The breakdown here doesn’t even change much. The riff slows down just a touch, and the drums get slightly more tribal, but the effect is still the same. I close my eyes and take a journey to another place. Here, blood is carbonated, and you can buy cans of it from convenience stores or vending machines. When you see your friend for the first time in a while, you both stab each other in the eye. On holidays, or maybe to celebrate decent paydays, people run out and buy spiked gauntlets or baseball bats with nails sticking out of them, and they run out to bludgeon strangers, who are also trying to bludgeon them. Then, 20 seconds later, the song is over, and I’m back on earth. I miss it. It was nice there. [From Reincarnation EP, out 3/15 on DAZE.]
Spaced – “Rat Race”
I can’t say I’ve given this a lot of thought, but I think I might like chanting more than I like singing. (I definitely don’t like it more than I like rapping.) Singing is great, but it’s hard to do in a big mob. When a big mob does try to sing, it usually ends up sounding more like chanting, so when you’re trying to incite big singalongs, you might as well go straight for chanting instead. When you’re in a giant group of people and you’re all chanting, you feel invincible. That’s a good feeling. There’s some great chanting on this song. [From This Is All We Ever Get, out 3/22 on Revelation Records.]

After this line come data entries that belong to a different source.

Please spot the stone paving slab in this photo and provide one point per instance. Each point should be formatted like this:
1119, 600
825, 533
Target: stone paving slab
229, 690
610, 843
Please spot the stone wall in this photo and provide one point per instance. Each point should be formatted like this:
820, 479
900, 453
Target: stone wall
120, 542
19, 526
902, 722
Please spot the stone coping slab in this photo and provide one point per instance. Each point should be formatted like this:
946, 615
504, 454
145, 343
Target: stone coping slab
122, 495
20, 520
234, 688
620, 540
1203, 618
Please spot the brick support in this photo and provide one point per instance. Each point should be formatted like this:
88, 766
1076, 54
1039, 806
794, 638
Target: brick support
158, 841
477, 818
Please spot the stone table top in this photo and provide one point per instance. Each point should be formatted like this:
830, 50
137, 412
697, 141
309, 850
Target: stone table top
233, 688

Xcelerate – “As I Look Around”
It’s rare to hear a new band that can do the early-’80s fast-hardcore style in a way that does justice to the bands who originated it, but West Palm Beach’s Xcelerate are right up there with Restraining Order. “As I Look Around” lasts for 63 seconds, and there’s a moment when the already-fast beat suddenly goes double time and I can feel my spirit levitating out of my body and then throwing a garbage can at my physical self. At least, I think that’s what happens when I regain consciousness and I’m covered in coffee grounds and melon rinds. [Stand-alone single, out now on Extinction Burst.]